Güçlü bir idari liderlik oluşturmayı amaçlayan bu anlaşmadan sonra, birilerinin “üç salaklar” diyerek nitelediği (Doug Bandow, The National Interest, 10/02) bir durum oluştu. Birincisi, Lizbon Anlaşması’nın getirdiği AB Konseyi Başkanlığı’dır. İkincisi hâlâ geçerli olan, altı ayda bir üye ülkeler arasında değişen Avrupa Birliği Başkanlığı. Üçüncüsü de halen Barroso’nun oturduğu Avrupa Komisyonu Başkanlığı. Şimdi bunların kendi aralarında bir nüfuz alanı kavgası vermekte olduğu aktarılıyor. Times, Daily Telegraph gibi gazetelerin yorumları, başından beri ilişkilerini daha fazla derinleştirme konusunda isteksiz davranan İngiltere’de, bu mali krizle birlikle, AB karşıtı kesimin sesinin daha da yükseldiğini gösteriyor. Dahası, İngiltere’nin AB’nin daha ileri bir siyasi birliğe gitmesini engellemek için elinden geleni yapacağını, bu durumun da, Polonya gibi AB merkezindeki, Almanya-Fransa ikilisine kuşkuyla, hatta korkuyla bakan ülkelerin direncini daha da arttırmasını bekleyebiliriz. ABD’nin de, AB’nin, Çin’i ve Rusya’yı, kendisine karşı, dengeleyici unsur olarak kullanabilecek ayrı bir siyasi odağa dönüşmesinden kaygı duyduğunu biliyoruz.
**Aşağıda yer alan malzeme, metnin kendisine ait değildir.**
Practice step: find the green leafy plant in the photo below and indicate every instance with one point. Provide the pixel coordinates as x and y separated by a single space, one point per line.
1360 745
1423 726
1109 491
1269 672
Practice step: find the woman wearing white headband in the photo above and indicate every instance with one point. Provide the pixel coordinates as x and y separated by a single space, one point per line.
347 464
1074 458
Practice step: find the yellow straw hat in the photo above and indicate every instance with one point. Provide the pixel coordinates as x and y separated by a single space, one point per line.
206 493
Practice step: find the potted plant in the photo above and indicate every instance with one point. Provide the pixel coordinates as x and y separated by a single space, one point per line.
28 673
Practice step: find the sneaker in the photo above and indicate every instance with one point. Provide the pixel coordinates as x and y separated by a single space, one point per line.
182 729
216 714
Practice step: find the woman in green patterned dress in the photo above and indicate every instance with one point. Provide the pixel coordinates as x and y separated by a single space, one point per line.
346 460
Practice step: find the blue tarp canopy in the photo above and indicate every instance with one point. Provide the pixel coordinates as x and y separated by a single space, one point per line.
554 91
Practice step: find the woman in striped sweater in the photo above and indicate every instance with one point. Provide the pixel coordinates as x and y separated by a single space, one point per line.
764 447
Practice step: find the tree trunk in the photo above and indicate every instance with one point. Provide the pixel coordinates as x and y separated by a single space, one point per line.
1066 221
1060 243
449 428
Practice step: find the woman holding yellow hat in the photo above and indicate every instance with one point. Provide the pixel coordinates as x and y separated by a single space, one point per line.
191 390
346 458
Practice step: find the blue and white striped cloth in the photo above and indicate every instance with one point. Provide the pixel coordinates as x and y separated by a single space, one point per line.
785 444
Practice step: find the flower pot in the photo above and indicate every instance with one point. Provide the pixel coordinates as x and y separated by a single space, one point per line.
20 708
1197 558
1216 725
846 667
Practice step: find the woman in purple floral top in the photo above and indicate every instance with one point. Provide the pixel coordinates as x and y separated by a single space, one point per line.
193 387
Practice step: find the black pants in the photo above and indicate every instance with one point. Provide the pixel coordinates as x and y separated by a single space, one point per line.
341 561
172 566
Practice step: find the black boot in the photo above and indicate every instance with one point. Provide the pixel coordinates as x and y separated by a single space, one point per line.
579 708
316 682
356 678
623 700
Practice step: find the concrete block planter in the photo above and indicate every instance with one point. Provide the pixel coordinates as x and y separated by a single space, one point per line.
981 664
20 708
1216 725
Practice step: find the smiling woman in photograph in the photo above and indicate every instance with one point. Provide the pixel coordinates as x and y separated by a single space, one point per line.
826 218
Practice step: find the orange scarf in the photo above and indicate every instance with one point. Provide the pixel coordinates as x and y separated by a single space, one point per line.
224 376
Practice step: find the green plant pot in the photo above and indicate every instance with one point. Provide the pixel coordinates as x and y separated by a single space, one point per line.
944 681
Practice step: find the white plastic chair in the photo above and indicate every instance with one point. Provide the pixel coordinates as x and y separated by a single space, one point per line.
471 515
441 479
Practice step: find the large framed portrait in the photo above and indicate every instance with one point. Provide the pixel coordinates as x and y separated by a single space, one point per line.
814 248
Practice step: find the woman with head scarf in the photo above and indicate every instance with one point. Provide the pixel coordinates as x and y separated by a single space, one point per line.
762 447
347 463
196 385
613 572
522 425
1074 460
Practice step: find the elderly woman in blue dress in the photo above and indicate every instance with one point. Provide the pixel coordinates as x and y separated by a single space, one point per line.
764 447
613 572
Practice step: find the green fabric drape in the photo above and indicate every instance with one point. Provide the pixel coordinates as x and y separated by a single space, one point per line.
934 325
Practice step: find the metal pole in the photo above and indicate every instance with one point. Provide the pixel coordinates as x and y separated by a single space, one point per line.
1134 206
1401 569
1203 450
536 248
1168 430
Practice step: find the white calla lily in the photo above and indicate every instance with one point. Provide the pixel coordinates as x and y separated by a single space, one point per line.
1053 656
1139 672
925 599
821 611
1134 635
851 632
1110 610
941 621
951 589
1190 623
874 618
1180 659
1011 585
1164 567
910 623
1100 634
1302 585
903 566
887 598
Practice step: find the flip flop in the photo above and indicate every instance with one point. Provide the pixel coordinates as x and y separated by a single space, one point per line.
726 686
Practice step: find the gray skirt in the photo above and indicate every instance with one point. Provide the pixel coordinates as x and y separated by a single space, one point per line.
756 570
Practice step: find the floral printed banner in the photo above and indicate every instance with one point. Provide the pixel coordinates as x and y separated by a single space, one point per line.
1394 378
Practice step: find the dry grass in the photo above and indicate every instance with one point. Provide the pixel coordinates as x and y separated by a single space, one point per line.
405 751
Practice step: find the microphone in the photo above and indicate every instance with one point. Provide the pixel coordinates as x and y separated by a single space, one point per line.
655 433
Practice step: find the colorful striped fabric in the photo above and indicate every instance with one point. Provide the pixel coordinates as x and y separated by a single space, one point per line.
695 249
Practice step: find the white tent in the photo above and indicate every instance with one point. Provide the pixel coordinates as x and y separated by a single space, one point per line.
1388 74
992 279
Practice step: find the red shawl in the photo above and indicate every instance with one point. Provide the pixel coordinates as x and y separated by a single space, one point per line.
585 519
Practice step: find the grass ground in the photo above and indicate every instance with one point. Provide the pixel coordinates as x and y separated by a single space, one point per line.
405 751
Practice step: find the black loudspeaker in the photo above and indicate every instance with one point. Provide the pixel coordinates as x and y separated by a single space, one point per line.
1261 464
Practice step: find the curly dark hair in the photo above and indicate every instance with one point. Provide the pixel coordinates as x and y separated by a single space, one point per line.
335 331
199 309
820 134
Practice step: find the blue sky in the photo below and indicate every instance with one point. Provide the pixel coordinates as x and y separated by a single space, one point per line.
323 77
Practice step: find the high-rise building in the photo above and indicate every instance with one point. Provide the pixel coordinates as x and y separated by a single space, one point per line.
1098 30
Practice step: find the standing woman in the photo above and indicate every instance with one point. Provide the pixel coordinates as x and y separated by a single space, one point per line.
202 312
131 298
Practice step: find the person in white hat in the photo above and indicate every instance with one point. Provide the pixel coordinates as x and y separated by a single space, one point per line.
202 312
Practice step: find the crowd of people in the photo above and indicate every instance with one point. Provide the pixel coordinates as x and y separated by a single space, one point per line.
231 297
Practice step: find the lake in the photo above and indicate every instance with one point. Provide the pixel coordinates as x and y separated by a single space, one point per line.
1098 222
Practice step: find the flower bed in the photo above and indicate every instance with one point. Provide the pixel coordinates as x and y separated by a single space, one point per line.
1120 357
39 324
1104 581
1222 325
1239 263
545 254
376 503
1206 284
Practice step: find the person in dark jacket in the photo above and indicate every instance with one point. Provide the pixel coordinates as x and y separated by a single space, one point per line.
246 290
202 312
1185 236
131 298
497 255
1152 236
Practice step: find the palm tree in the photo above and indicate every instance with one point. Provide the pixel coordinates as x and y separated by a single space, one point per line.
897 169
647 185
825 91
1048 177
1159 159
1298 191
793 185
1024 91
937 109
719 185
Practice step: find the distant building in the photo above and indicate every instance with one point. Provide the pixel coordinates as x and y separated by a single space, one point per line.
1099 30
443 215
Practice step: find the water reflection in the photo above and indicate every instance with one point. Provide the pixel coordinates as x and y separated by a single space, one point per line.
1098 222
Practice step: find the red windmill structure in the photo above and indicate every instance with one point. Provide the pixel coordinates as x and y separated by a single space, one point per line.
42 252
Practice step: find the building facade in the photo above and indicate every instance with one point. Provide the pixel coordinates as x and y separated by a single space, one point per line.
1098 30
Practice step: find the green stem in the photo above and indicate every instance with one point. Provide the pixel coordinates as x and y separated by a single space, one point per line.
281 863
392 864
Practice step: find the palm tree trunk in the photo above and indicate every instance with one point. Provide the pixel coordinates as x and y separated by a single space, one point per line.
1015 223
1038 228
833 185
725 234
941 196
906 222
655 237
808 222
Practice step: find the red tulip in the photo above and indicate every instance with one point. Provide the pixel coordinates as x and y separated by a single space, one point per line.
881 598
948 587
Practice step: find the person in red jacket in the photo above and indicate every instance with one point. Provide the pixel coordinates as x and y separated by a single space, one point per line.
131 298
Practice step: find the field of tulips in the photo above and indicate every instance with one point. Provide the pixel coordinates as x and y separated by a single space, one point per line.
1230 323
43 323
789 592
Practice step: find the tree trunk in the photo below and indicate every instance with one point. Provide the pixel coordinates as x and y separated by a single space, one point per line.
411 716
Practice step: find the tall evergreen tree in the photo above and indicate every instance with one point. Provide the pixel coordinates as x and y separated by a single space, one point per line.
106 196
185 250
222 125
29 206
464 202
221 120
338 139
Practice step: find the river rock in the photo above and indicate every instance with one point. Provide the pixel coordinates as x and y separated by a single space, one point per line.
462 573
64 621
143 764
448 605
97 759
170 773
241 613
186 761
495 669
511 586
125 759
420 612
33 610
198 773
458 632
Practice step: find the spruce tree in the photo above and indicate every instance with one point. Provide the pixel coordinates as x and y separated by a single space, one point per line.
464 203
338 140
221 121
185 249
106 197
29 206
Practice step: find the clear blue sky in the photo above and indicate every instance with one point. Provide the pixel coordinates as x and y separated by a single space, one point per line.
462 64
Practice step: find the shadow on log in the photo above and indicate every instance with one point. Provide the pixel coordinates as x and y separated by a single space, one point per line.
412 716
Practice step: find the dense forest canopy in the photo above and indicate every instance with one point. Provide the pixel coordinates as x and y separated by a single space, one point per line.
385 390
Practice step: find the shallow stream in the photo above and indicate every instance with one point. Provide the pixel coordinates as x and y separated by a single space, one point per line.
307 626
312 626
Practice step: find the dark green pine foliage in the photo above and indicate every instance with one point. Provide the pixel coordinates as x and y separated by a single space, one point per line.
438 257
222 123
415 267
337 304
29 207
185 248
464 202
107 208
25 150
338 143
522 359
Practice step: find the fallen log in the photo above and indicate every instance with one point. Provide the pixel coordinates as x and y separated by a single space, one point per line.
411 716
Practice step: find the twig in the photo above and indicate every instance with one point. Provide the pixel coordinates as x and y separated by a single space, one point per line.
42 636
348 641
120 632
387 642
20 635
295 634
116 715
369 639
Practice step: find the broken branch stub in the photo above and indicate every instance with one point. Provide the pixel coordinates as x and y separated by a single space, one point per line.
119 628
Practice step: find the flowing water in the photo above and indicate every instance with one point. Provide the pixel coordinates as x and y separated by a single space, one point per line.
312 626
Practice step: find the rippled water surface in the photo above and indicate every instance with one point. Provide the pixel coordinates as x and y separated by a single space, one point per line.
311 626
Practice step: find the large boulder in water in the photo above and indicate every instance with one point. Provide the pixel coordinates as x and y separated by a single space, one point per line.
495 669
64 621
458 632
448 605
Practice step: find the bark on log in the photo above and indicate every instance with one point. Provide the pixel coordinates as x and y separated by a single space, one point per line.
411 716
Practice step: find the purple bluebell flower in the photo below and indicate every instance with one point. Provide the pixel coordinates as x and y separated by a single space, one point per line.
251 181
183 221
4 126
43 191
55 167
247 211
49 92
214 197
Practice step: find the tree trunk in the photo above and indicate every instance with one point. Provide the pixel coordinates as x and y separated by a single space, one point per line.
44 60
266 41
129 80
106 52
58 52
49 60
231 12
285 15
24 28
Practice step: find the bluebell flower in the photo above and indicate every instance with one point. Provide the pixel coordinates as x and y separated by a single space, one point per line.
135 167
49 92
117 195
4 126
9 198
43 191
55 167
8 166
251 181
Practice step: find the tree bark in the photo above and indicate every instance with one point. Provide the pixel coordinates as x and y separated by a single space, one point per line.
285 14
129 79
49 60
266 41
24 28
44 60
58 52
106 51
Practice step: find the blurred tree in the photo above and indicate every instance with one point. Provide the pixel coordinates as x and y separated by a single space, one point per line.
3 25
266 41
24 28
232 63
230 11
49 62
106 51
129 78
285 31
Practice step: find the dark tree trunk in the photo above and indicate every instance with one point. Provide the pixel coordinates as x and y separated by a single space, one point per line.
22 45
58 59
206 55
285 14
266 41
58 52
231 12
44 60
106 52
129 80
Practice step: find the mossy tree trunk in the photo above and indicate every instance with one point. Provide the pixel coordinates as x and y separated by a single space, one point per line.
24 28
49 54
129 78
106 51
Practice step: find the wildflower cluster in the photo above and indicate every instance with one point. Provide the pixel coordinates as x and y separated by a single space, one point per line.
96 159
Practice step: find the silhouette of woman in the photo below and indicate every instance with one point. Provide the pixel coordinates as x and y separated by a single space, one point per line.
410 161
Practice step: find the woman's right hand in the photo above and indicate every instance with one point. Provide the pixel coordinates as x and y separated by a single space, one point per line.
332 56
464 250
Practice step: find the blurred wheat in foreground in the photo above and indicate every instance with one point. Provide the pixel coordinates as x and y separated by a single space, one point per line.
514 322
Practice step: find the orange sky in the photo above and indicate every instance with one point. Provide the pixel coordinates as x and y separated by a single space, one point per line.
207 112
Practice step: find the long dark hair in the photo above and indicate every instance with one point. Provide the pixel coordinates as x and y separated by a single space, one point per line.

AB’nin bu krizi aşabilmesinin yolu, Papandreu’nun yakındığı çoksesliliğinin ortadan kalkması, Almanya’nın inisiyatifi ele alarak krizde olan ülkelere mali destek vermesi (Wolf, Financial Times, 09/02), yükün bir kısmını üstlenmesi, kendi ülkesinde talebi körükleyerek AB ekonomisinin lokomotifi olmayı kabul etmesi gerekiyor. Almanya’nın bu işlevi üstlenmeye başlamasıysa, Yunanistan, Portekiz, İspanya hatta İtalya gibi kırılgan ekonomilerin üzerinde söz sahibi olması, bu ülkelerin emekçi sınıflarının tepkilerini göğüslemesi anlamına gelecek. AB projesinin yola çıkarken en önemli amacı, Almanya’nın yeniden bir hegemonya macerasına çıkmasını engellemekti. Şimdi projenin yaşaması için Almanya’nın hegemonyası gerekiyor. İroniye bakar mısınız?